Somewhat of a departure, yet still close to home, Cup of Sugar finds Tim O’Brien straddling both sides of the fence where the grass is both blue and greener.  

It’s also – for the first time in his decades-long career – and album of all original songs. 

Primarily a bluegrass musician, O’Brien, who wrote or co-wrote the 13 tracks, occasionally strays far off his chosen genre – drums, keys and pedal steel are all part of the mix alongside banjo, fiddle, mandolin and guitar.  He swings New Orleans style on the drudgery-is-better-than-death, workingman’s blues of “The Pay’s a Lot Better Too” and goes out to the country with wife Jan Fabricius, with whom he duets on the marriage-as-malaise ballad “She Can’t, He Won’t and They’ll Never.”
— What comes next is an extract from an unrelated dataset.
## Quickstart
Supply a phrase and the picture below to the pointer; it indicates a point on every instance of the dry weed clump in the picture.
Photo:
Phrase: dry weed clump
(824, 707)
But all’s not doom and gloom around this Cup of Sugar and O’Brien turns to the animal kingdom for comical analogies as he explores ecology on the funky “Bear;” avoids the bait of heartbreak on the swaggering “Thinkin’ Like a Fish” and chronicles the passage of time on “Little Lamb, Little Lamb.” 
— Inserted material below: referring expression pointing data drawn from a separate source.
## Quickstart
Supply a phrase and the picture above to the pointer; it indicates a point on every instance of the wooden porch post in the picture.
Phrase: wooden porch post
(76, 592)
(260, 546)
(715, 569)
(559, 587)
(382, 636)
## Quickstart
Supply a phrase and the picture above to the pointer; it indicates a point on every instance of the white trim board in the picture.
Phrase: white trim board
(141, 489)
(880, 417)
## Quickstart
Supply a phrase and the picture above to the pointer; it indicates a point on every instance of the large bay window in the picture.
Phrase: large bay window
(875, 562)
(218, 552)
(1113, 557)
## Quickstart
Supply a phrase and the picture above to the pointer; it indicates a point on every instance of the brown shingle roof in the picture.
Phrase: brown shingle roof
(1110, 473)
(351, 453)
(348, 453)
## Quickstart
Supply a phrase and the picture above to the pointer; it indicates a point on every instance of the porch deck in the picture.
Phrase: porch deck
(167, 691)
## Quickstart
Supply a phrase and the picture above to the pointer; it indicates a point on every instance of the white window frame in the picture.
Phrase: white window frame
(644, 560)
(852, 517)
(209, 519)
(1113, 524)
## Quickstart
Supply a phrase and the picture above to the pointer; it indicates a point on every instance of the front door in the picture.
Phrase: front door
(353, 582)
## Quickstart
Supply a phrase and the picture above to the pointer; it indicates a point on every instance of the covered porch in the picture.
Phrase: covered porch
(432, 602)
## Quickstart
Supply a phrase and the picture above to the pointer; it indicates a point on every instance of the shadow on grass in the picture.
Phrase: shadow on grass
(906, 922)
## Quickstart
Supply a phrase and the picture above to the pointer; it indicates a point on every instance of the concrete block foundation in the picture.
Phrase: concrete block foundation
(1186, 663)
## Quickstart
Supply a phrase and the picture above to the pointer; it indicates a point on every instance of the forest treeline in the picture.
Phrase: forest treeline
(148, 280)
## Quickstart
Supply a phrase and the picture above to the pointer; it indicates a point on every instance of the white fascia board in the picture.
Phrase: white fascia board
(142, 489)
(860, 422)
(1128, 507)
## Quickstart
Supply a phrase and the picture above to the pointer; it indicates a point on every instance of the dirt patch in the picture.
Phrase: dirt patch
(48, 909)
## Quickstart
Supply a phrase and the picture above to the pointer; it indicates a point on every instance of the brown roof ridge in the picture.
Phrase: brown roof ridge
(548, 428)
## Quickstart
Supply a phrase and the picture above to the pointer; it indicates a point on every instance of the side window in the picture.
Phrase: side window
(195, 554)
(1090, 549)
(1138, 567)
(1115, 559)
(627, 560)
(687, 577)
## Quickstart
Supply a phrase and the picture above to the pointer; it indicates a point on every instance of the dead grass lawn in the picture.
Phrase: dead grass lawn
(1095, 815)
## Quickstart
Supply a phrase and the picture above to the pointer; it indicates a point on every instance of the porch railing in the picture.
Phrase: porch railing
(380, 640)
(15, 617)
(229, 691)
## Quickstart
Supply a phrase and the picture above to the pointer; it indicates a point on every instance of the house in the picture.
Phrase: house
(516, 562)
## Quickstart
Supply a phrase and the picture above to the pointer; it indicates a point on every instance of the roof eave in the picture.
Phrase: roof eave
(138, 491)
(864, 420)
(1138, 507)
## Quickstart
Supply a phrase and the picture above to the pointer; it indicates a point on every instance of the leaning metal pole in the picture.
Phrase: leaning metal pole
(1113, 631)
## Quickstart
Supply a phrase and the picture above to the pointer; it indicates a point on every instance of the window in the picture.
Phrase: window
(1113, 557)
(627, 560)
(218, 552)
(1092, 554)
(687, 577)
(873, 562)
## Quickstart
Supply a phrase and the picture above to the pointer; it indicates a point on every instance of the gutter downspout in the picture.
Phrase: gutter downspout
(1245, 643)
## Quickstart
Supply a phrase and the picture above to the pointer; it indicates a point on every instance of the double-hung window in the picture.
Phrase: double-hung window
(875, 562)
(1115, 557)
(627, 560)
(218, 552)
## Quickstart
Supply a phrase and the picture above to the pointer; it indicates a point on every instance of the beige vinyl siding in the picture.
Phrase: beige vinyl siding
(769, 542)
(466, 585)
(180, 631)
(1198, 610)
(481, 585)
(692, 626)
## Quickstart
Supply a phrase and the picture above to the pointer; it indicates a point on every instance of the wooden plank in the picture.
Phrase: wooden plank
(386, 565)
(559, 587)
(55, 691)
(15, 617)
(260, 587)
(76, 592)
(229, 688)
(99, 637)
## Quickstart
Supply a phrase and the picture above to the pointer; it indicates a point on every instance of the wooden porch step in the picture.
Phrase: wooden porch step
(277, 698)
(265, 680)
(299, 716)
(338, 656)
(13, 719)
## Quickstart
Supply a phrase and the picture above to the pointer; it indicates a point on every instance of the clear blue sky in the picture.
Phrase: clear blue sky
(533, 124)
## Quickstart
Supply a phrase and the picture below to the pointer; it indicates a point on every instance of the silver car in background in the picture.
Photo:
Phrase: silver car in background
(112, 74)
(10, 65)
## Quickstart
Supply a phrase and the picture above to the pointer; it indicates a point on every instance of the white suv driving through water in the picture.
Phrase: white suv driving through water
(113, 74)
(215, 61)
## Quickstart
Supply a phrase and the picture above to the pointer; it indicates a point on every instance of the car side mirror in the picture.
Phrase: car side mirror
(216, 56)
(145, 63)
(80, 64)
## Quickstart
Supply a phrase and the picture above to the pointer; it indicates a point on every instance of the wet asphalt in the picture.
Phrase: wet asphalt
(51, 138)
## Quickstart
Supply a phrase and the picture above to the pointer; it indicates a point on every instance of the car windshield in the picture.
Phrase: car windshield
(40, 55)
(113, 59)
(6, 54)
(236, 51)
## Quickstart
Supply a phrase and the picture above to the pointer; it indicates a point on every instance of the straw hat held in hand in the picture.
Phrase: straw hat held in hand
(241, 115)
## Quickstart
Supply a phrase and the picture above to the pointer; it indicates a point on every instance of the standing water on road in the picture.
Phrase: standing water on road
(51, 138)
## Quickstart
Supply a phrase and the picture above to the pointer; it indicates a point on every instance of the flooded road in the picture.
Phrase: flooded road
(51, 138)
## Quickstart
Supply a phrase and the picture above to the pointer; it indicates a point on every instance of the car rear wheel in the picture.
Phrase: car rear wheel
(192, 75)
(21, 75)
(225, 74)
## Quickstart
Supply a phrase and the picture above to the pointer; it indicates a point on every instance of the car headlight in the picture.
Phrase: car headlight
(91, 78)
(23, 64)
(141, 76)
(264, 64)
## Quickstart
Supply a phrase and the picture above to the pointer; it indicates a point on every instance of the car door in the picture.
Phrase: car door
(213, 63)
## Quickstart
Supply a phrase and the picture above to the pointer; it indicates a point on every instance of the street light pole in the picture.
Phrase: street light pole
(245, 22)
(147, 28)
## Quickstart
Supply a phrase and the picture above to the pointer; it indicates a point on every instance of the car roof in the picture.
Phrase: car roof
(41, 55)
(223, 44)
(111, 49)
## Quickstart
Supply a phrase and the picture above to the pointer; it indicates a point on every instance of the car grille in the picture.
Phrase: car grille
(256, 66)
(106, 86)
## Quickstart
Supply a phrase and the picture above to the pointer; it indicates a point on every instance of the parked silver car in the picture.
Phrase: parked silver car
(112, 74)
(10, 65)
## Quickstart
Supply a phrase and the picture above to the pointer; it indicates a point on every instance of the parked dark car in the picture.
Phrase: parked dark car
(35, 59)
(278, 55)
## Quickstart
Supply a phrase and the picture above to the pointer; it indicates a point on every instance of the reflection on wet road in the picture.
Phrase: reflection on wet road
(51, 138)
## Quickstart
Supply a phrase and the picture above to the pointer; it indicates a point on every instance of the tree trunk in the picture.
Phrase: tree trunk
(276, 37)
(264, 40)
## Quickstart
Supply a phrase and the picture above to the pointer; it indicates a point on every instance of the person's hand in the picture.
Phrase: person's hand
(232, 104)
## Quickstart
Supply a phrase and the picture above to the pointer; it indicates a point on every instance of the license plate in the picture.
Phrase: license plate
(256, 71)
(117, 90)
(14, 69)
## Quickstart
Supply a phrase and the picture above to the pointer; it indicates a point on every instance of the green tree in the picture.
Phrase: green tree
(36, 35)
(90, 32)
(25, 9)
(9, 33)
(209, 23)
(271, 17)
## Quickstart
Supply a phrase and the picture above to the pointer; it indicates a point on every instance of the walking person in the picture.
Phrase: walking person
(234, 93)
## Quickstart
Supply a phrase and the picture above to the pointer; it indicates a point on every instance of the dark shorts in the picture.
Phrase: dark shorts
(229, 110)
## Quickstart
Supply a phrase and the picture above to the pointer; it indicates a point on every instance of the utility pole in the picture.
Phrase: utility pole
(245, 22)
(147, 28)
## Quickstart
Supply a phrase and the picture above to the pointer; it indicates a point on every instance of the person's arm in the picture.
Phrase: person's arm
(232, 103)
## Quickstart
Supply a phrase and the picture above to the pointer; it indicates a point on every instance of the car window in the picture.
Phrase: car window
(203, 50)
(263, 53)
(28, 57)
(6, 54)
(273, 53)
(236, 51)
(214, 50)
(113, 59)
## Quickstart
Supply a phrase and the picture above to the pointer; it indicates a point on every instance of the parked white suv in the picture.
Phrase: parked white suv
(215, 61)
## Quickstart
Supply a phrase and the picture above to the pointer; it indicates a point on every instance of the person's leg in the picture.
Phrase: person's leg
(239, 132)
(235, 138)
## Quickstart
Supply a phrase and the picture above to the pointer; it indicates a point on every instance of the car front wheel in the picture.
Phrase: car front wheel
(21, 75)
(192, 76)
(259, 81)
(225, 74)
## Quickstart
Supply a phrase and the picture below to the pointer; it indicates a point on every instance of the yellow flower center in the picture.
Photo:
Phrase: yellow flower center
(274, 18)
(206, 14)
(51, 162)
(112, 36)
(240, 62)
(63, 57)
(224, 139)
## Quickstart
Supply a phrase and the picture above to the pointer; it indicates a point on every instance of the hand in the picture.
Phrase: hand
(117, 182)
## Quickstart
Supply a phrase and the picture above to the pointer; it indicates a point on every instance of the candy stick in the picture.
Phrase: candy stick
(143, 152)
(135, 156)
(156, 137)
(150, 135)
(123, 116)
“I was young once/but I won’t be young again/you wouldn’t understand/little lamb little lamb,” he sings. 

Bluegrass aficionados get their fill, too, as Del McCoury lends his high lonesome to the sonic hootenanny that is “Let the Horses Run” and the ghost of John Hartford imbues the fiddle-centric “Diddleye Day” making Cup of Sugar a sweet taste for everyone.